Outside magazine, October 1994
By Todd Balf (with Greg Child and Dan Dickison)
Last July, 24 hours after a surprise opening-day drubbing by millionaire skipper and fellow trash-talker Bill Koch, Dennis Conner did what he does best: He got even. When officials at the New York Yacht Club’s 150th anniversary regatta postponed round two because of fog, Conner sailed Stars & Stripes through a crowded Newport, Rhode Island,
harbor on a hard spinnaker run and then pointed toward the dock. With nearby boat owners peering through the pea soup in horror, Conner wheeled the 33.5-ton, 12-meter giant toward his slip, and the crew dowsed the spinnaker, dropped the mainsail, and skidded to a perfect landing. “You think Bill Koch could do that?” Conner asked a reporter moments later. It was indeed like the
petty times of old, with Conner and Koch dramatically replaying their 1987 America’s Cup duel in Australia. Conner tied the match fairly and squarely with a victory the following day–not long before his vessel’s 80-foot mast snapped in two during a sponsor’s cruise.
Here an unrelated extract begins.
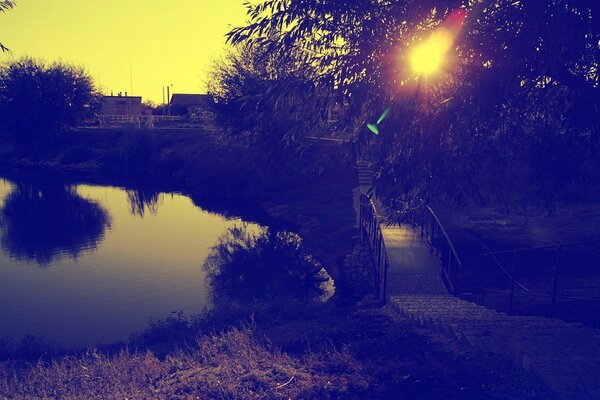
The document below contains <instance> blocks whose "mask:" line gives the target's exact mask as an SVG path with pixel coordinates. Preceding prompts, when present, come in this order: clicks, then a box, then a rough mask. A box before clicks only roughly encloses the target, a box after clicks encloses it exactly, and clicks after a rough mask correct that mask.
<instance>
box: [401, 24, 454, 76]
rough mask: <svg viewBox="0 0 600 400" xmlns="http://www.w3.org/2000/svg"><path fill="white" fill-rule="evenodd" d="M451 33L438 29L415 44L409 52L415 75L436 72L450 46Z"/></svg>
mask: <svg viewBox="0 0 600 400" xmlns="http://www.w3.org/2000/svg"><path fill="white" fill-rule="evenodd" d="M453 42H454V40H453V35H452V34H451V33H450V32H448V31H447V30H445V29H439V30H437V31H435V32H433V33H432V34H431V36H430V37H429V38H427V40H425V41H424V42H423V43H421V44H419V45H418V46H416V47H415V48H414V49H413V50H412V52H411V53H410V63H411V65H412V68H413V71H414V72H415V73H416V74H417V75H425V76H427V75H432V74H434V73H436V72H438V71H439V70H440V69H441V68H442V67H443V65H444V63H445V62H446V59H447V54H448V51H449V50H450V49H451V48H452V43H453Z"/></svg>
After an all-night repair session, he reached the starting line in time to beat Koch in the decisive third race.
Elsewhere, France’s Yves Parlier had people talking, too. Sailing the 60-foot Cacolac D’Aquitaine, the 33-year-old overtook England’s Mark Gatehouse in a final sprint to Charleston, South Carolina, winning the $25,000 BOC Transatlantic Challenge solo yacht race by a mere three hours. His time for the crossing–a warm-up for the around-the-world BOC
Challenge–was 22 days, 22 minutes, and 29 seconds.